Coherent synthesis of genomic associations with phenotypes and home environments

Abstract

Local adaptation is often studied via 1) multiple common garden experiments comparing performance of genotypes in different environments and 2) sequencing genotypes from multiple locations and characterizing geographic patterns in allele frequency. Both approaches aim to characterize the same pattern (local adaptation), yet the complementary information from each has not yet been coherently integrated. Here, we develop a genome-wide association model of genotype interactions with continuous environmental gradients (GxE), i.e. reaction norms. We present an approach to impute relative fitness, allowing us to coherently synthesize evidence from common garden and genome-environment associations. Our approach identifies loci exhibiting environmental clines where alleles are associated with higher fitness in home environments. Simulations show our approach can increase power to detect loci causing local adaptation. In a case study on Arabidopsis thaliana, most identified SNPs exhibited home allele advantage and fitness tradeoffs along climate gradients, suggesting selective gradients can maintain allelic clines.
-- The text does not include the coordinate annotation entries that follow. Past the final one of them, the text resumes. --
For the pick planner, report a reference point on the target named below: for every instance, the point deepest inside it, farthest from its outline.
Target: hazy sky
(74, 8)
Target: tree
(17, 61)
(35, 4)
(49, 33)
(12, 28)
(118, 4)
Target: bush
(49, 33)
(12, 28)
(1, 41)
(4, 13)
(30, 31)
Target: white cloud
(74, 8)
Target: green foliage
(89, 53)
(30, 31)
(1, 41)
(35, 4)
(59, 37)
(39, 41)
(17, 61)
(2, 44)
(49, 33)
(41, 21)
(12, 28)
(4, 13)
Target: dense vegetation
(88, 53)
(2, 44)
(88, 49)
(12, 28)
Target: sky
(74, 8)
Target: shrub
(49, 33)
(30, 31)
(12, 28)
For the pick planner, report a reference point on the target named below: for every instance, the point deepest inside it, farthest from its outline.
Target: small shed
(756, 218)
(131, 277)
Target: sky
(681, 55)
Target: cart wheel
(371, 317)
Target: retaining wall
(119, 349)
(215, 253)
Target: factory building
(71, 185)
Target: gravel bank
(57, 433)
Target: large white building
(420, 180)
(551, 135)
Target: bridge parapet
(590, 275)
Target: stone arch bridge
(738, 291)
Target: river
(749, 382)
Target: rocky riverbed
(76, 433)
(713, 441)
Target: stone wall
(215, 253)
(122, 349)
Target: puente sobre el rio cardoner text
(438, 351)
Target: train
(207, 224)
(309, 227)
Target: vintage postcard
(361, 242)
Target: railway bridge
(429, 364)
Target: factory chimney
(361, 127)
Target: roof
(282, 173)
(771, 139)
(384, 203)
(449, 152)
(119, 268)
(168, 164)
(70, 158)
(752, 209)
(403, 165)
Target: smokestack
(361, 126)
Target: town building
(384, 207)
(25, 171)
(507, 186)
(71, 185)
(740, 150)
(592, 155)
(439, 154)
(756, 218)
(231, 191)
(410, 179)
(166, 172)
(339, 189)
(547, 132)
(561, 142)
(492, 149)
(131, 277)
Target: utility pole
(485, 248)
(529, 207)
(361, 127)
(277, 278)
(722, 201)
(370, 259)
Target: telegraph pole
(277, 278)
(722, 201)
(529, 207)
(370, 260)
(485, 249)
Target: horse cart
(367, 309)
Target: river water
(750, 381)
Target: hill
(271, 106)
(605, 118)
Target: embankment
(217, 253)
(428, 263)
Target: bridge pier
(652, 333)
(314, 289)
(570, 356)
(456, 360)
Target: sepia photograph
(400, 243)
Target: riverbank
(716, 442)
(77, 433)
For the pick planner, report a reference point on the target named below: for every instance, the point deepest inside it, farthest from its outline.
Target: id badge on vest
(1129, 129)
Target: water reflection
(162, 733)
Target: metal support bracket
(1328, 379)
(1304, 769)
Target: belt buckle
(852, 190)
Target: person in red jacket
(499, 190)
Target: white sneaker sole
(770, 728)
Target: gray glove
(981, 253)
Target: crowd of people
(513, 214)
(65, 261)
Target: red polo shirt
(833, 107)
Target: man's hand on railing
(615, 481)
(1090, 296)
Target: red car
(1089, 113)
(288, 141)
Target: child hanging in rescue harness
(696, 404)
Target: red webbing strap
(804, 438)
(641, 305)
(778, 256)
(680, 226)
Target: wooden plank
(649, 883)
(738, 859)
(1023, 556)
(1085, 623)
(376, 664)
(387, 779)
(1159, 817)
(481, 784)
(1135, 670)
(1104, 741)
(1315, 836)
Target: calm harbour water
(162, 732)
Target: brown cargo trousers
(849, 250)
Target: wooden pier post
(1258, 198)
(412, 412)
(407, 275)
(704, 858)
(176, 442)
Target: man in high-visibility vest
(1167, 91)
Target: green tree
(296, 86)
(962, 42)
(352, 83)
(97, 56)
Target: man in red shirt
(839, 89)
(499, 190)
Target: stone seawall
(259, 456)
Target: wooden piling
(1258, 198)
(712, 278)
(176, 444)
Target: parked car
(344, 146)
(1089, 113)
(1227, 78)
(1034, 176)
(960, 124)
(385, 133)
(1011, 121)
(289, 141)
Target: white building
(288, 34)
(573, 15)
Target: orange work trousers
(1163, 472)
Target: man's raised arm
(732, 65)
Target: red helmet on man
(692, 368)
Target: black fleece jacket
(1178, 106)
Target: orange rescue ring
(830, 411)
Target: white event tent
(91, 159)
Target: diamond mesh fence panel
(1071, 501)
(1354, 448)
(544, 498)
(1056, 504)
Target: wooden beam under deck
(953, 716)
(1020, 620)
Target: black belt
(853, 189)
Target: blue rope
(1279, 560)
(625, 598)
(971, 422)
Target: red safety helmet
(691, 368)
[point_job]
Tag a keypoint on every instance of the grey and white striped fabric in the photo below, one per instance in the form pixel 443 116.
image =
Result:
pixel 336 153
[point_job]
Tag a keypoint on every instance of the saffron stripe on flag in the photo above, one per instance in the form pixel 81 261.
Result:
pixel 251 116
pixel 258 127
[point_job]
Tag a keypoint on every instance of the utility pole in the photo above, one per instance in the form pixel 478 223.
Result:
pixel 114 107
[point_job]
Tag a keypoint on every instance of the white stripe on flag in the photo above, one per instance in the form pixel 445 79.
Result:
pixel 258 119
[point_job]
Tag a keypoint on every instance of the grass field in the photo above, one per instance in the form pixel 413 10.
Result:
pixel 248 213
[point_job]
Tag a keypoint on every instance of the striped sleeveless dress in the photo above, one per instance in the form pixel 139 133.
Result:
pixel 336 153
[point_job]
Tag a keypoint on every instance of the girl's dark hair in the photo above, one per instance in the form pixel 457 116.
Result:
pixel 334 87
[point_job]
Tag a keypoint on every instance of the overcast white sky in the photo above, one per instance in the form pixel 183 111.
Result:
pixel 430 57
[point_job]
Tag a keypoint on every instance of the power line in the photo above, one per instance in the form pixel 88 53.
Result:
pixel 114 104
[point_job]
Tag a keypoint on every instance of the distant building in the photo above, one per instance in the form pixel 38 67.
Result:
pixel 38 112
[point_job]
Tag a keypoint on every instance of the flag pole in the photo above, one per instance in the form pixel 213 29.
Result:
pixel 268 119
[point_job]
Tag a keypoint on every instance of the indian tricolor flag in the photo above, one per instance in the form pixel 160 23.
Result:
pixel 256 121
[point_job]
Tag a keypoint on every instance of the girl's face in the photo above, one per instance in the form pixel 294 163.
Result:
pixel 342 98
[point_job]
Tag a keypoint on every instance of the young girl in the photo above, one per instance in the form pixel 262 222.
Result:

SNPs exhibiting GxE associations with fitness were enriched in genic regions, putative partial selective sweeps, and associations with an adaptive phenotype (flowering time plasticity). We discuss extensions for situations where only adaptive phenotypes other than fitness are available. Many types of data may point toward the loci underlying GxE and local adaptation; coherent models of diverse data provide a principled basis for synthesis.